The World’s Largest Cruise Association Commemorates Earth Day

The Cruise Lines International Association (CLIA) marked today,  the 40th anniversary of the first Earth Day, by taking note of the industry’s continued environmental progress and innovation.

Members of the the world’s largest cruise association, CLIA include  the Royal Caribbean, Disney Cruise Lines, Princess Cruise Lines, Celebrity Cruises, Norwegian and Oceania Holland America, just to name a few.

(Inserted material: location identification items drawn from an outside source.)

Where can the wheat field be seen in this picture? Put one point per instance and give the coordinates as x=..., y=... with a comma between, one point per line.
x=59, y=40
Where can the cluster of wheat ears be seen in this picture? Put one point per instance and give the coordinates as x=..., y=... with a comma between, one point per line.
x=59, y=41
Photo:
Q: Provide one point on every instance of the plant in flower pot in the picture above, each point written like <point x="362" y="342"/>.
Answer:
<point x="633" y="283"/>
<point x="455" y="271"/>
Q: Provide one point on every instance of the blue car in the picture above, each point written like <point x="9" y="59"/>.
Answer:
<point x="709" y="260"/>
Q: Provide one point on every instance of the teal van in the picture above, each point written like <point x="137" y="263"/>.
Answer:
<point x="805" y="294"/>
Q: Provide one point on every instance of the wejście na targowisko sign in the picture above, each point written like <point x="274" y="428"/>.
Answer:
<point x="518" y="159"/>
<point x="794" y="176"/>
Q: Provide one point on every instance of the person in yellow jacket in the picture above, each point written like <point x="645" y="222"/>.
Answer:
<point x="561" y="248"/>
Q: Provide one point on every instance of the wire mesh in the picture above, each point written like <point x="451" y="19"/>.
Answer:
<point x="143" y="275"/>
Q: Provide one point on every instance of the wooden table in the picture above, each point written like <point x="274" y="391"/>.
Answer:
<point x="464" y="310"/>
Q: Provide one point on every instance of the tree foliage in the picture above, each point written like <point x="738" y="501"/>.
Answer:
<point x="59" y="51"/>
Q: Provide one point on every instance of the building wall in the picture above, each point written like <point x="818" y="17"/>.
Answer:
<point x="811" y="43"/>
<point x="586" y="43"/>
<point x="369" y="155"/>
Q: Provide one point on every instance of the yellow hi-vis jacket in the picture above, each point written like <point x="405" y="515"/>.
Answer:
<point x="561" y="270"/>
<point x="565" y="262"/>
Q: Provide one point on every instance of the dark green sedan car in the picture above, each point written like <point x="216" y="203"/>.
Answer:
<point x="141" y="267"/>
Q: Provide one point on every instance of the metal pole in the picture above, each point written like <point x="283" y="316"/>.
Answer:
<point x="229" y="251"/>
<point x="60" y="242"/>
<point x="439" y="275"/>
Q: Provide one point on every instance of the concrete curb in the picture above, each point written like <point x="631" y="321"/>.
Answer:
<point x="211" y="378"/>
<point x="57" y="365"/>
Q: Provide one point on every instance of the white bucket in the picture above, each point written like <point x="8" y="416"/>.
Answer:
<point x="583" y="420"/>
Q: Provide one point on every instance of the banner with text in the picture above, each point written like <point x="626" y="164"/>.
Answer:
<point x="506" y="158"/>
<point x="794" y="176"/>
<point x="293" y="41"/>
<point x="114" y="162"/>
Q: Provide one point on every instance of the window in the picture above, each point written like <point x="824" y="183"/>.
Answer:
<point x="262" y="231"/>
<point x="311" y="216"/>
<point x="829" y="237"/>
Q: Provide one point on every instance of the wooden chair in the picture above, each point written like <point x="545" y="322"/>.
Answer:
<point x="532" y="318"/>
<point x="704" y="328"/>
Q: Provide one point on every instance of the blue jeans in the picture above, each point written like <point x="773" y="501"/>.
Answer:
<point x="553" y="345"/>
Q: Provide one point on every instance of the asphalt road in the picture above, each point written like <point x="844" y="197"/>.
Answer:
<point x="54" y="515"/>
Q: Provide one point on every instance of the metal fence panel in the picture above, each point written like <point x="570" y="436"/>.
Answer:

From the little things like energy efficient LED light bulbs and high-efficiency appliances that reduce energy consumption, to plugging into shore-based power and installing solar panels that sustainably power on-board amenities, the cruise line industry is demonstrating its commitment to sound environmental stewardship.

Did you know?

  • CLIA lines recycle over 79,000 tons of garbage in a given year largely including paper, plastic, aluminum cans and glass.
  • In addition to recycling, waste minimization programs are underway that result in the average cruise passenger producing upwards of 70% less garbage (1.5 lbs/day) than at home (4-5 lbs/day).
  • Reusable laundry bags are being used in guest staterooms, thus removing plastic laundry bags from the waste stream. This simple step can save thousands of bags each voyage.
  • Halogen and incandescent light bulbs have either been replaced on many lines or are being replaced with LED lights, which last 25 times longer, use 80% less energy, and generate 50% less heat.
  • Cruise lines are using ecological, non-toxic, slick hull coatings that save as much as 5% of fuel usage for propulsion.
  • Water re-use systems are at work that recycle engine cooling water for heating passenger cabins, and air conditioning water for use in laundry facilities and for deck washing.
  • Automated air conditioning systems monitor public spaces for passenger occupancy, which automatically shut-off to conserve energy when passengers are not present.
  • Reflective window coatings have been designed especially for cruise ships that deflect sunlight and heat penetration, thus requiring less air conditioning to cool indoor spaces.
  • One line alone invested $400 million toward Research and Development over the last 10 years related to environmental protection.
  • Environmentally-sensitive lubricants are being used for engine systems that biodegrade more than 60% in 28 days compared to conventional marine lubricants, which can take up to a year to biodegrade 50%.
  • Water conserving ice machines on cruise ships require less water by injecting air pockets into ice cubes, which freeze faster and also consume less energy than traditional ice machines.
  • The industry has partnered with Conservation International to serve as an environmental stewardship advisor, helping CLIA member lines consider new initiatives to protect the environment.